On a late January morning, a few months after their court appearance in Fresno, the LITC’s team of student workers huddle around a table, stacked with pizza and tax documents, for a staff meeting. Accounting senior Kshitij Mehta has just graduated and is on his way to join EY, where he’s planning to gain more hands-on accounting experience before he applies to law school. Masters in Accounting student Jennifer Garcia is assessing her role as a leader for the LITC Outreach Team, as well as preparing to assume an auditing position at PwC. Like Mehta, Omer Khan, the LITC’s grant coordinator, is also preparing to join EY, while political science major and Outreach Team co-leader Juan Moreno is focusing on his law school applications.
Despite the collection of serious minds, converged to solve serious problems, the conversation shifts to lighter topics once they dig into the food—ranging from weekend plans, to the difficulties of apartment hunting in San Francisco, to tax code jokes (which exist, apparently). The students spend a lot of time on the phone, consulting with clients, or at their monitors, pouring through endless scrolls of tax code, which makes any chance to refuel and decompress a welcome opportunity.

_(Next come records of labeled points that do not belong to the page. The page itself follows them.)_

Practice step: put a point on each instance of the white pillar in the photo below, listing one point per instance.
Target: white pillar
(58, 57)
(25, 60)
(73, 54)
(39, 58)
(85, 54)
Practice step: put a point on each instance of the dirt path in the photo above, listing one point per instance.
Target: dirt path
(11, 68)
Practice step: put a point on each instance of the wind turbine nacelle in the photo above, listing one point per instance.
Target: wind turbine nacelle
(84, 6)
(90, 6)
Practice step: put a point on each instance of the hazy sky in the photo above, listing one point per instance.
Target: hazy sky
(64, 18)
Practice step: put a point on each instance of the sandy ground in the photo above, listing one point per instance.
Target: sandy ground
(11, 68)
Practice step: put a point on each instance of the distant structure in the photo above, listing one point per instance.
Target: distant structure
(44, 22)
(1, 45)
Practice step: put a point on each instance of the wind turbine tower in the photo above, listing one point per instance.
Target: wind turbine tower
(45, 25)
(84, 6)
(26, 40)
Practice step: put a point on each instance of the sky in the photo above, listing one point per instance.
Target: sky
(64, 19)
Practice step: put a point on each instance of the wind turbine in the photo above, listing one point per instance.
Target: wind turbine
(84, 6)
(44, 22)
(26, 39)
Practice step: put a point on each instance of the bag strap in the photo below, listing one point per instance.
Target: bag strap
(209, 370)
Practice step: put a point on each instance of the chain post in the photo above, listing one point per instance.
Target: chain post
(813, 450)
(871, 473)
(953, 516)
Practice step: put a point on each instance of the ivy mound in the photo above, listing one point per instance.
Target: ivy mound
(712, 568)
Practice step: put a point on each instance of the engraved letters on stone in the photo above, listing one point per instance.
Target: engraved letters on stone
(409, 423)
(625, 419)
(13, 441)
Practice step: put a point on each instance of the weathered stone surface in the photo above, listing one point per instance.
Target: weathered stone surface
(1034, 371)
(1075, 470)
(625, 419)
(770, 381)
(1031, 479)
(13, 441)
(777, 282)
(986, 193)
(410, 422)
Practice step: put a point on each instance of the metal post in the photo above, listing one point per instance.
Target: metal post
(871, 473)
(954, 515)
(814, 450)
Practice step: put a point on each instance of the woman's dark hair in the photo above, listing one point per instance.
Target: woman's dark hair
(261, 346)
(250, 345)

Inevitably, things turn back to business as they pack up the empty pizza boxes and refocus. Garcia and Kahn sit down and launch a new suite of tax software that’s just been installed throughout the office, Moreno checks in with Sperow, and Mehta—with just a few weeks left before he leaves for his new job—takes a moment to reflect on his time with the LITC and how it’s framed his education at the Orfalea College of Business.
“It’s small work with a big effect,” he says. “We’re just using our accounting knowledge to do what we can for our clients, who in many ways have complicated cases and complicated backgrounds. A lot of people don’t know their rights and it takes courage to ask for help. When they do, we want to offer everything we can since we have the knowledge and the resources to make an outsized impact.”